Member of the Virginia Senate from the Fairfax district
- In office March 1, 1920 – February 29, 1924
- Preceded by: Edgar Lee Greever

Member of the Virginia House of Delegates from the Fairfax district
- In office January 8, 1908 – March 19, 1915

Personal details
- Born: May 10, 1873 Kenmore, Fairfax County, Virginia, U.S.
- Died: November 23, 1932 (aged 59)
- Resting place: Kenmore, Fairfax County, Virginia, U.S.
- Spouse: Kate W. Brunback ​(m. 1892)​
- Children: 4
- Education: University of Virginia
- Alma mater: University of Virginia School of Law (LLB)
- Occupation: Politician; lawyer;

= Walter Tansill Oliver =

American politician and lawyer (1873–1932)

Walter Tansill Oliver (May 10, 1873 – November 23, 1932) was an American politician and lawyer from Virginia. He served as mayor of Fairfax, Virginia, in 1902. He represented Fairfax County, as a member of the Virginia House of Delegates from 1908 to 1915 and as a member of the Virginia Senate from 1920 to 1924.

==Early life and education==
Oliver was born on May 10, 1873, in Kenmore in Fairfax County, Virginia, to Lucretia A. (née Tansill) and Lewis C. Oliver. He attended public schools in Kenmore and the Potomac Academy in Alexandria, Virginia. Oliver entered the University of Virginia in 1889. He studied there for two years, and then taught for three years. He entered University of Virginia School of Law in 1895, graduating with a Bachelor of Laws in 1897. He also worked as a law librarian. He was president of the Jefferson Literary Society and was a recipient of the debaters' medal from that organization. He was admitted to the bar on June 18, 1896.

==Career==
Oliver practiced law in Fairfax, Virginia, and was elected mayor of Fairfax in 1902.

Oliver served as a member of the Virginia House of Delegates, representing Fairfax, for five sessions: from January 8 to March 27, 1908; from January 12 to March 17, 1910; from January 10 to March 15, 1912; from January 14 to March 20, 1914; and from January 13 to March 19, 1915.
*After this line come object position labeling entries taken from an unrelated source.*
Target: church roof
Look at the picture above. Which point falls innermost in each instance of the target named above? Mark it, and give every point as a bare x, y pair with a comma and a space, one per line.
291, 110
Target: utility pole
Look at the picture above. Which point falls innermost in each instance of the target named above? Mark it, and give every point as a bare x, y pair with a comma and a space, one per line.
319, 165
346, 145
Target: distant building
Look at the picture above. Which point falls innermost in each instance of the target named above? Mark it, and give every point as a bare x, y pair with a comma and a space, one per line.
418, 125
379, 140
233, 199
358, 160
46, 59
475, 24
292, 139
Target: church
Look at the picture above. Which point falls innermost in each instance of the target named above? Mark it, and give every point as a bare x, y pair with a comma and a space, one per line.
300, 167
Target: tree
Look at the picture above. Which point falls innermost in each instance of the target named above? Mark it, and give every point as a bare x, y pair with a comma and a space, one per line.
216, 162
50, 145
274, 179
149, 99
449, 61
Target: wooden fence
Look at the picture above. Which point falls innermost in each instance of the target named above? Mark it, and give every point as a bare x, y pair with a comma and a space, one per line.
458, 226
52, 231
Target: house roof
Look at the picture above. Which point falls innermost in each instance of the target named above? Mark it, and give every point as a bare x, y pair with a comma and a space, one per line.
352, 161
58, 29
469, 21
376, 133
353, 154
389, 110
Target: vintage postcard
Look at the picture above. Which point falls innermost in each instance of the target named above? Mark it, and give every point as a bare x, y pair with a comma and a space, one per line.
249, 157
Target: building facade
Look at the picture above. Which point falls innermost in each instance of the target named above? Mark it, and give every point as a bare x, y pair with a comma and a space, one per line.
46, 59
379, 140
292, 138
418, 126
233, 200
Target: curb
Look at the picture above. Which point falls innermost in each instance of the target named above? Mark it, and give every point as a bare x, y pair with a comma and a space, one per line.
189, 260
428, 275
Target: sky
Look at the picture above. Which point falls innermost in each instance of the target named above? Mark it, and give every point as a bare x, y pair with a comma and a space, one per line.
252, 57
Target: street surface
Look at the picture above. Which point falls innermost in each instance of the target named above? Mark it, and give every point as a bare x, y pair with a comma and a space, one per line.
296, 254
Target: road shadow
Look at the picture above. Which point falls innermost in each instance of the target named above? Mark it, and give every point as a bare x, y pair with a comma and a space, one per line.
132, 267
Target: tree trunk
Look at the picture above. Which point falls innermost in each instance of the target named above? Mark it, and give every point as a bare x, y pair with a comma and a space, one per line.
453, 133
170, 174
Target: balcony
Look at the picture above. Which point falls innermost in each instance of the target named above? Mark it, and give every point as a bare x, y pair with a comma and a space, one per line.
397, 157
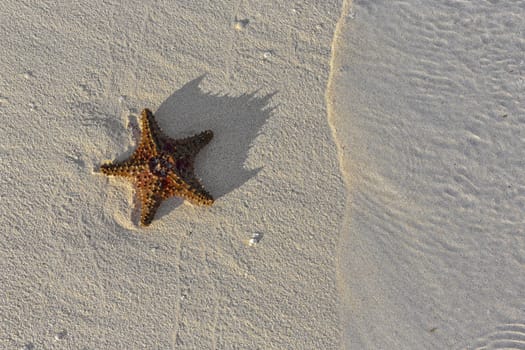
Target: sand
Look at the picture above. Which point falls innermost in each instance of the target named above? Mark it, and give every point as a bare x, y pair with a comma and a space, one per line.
372, 148
77, 271
429, 112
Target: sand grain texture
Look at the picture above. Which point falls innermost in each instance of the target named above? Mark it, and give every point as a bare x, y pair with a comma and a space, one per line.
429, 101
76, 271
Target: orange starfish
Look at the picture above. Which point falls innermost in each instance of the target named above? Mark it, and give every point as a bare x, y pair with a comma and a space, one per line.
162, 167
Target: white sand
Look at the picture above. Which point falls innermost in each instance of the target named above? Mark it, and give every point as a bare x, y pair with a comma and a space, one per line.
425, 124
77, 273
429, 101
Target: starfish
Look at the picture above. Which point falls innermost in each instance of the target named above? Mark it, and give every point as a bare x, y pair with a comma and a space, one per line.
162, 167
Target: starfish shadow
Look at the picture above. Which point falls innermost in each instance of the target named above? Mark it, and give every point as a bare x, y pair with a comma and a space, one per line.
235, 122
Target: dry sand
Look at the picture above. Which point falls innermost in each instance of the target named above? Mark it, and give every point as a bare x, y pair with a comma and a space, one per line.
77, 273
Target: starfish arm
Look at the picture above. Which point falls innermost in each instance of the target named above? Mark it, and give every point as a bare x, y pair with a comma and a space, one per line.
125, 169
149, 193
148, 146
193, 191
193, 144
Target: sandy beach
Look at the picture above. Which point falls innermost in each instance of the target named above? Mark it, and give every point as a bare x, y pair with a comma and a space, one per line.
366, 168
78, 273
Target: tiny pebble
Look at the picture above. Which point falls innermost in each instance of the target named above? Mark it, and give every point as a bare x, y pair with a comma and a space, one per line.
61, 335
256, 238
241, 24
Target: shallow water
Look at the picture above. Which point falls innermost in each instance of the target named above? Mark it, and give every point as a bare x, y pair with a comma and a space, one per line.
429, 115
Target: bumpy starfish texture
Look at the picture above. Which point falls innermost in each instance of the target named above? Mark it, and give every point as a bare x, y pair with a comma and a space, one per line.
162, 167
Oliver served as a member of the Virginia Senate, representing Fairfax, from March 1, 1920, to February 29, 1924, succeeding Edgar Lee Greever.

==Personal life==
Oliver married Kate W. Brunback in 1892. They had three sons and one daughter, including Lewis B. B.
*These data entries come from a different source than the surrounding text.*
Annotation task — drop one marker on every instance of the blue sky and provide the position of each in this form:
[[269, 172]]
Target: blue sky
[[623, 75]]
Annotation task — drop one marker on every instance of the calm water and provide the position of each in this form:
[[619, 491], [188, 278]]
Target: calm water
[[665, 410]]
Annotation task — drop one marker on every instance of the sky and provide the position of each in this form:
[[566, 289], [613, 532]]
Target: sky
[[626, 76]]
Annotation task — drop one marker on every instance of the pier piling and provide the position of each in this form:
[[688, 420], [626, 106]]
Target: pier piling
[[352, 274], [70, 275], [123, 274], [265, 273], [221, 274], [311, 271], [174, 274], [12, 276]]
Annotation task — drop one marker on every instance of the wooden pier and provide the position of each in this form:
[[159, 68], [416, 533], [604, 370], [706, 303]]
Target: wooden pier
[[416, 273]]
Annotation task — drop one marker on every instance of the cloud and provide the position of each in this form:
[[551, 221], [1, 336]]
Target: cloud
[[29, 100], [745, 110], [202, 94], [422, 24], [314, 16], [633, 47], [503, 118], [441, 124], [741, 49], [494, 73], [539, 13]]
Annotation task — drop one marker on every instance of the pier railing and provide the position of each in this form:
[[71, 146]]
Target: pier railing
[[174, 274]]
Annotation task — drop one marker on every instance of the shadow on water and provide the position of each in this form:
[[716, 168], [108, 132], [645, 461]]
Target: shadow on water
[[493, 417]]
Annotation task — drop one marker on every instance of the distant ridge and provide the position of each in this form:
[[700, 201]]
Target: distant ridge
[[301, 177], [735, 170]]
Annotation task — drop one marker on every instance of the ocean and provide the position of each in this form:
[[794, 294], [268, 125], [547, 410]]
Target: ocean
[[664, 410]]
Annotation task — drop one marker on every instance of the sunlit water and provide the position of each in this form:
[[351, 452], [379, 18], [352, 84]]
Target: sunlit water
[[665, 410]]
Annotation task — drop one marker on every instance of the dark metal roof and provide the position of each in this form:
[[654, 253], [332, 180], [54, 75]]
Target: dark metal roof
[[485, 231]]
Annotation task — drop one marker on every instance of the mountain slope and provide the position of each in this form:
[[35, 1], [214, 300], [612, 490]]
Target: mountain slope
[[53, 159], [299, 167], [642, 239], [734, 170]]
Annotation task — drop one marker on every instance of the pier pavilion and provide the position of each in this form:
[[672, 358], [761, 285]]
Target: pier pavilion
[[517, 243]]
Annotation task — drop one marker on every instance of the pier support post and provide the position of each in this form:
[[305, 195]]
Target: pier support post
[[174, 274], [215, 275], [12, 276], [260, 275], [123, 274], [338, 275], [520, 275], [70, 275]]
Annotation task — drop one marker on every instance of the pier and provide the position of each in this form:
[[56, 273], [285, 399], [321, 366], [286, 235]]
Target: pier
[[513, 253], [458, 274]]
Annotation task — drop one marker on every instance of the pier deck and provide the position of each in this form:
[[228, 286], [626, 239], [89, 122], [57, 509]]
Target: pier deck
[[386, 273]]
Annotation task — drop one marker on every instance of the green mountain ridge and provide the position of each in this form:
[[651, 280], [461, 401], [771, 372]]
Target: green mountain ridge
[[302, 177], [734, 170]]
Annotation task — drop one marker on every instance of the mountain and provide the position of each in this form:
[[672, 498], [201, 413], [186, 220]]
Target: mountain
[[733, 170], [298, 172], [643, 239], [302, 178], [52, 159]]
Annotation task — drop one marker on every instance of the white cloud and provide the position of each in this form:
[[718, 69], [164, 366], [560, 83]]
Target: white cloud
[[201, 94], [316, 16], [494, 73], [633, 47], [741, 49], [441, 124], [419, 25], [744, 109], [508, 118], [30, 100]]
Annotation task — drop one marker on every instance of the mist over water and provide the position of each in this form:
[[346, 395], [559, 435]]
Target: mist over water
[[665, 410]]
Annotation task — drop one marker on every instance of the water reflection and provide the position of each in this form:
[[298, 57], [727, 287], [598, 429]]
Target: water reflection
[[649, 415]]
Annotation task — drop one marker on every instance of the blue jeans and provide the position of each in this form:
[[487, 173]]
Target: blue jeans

Oliver got into a fight with the brother of his son's wife, Lewis Ritchie. Oliver's son Lewis B. B. was going through marital issues with his wife. After reportedly striking Ritchie with his cane, Oliver was struck in the jaw and fractured his skull on the sidewalk. Oliver died the following day, on November 23, 1932. He was buried at the family plot at Kenmore in Fairfax County, Virginia. In January 1933, Lewis Ritchie was set free for his involvement in Oliver's death.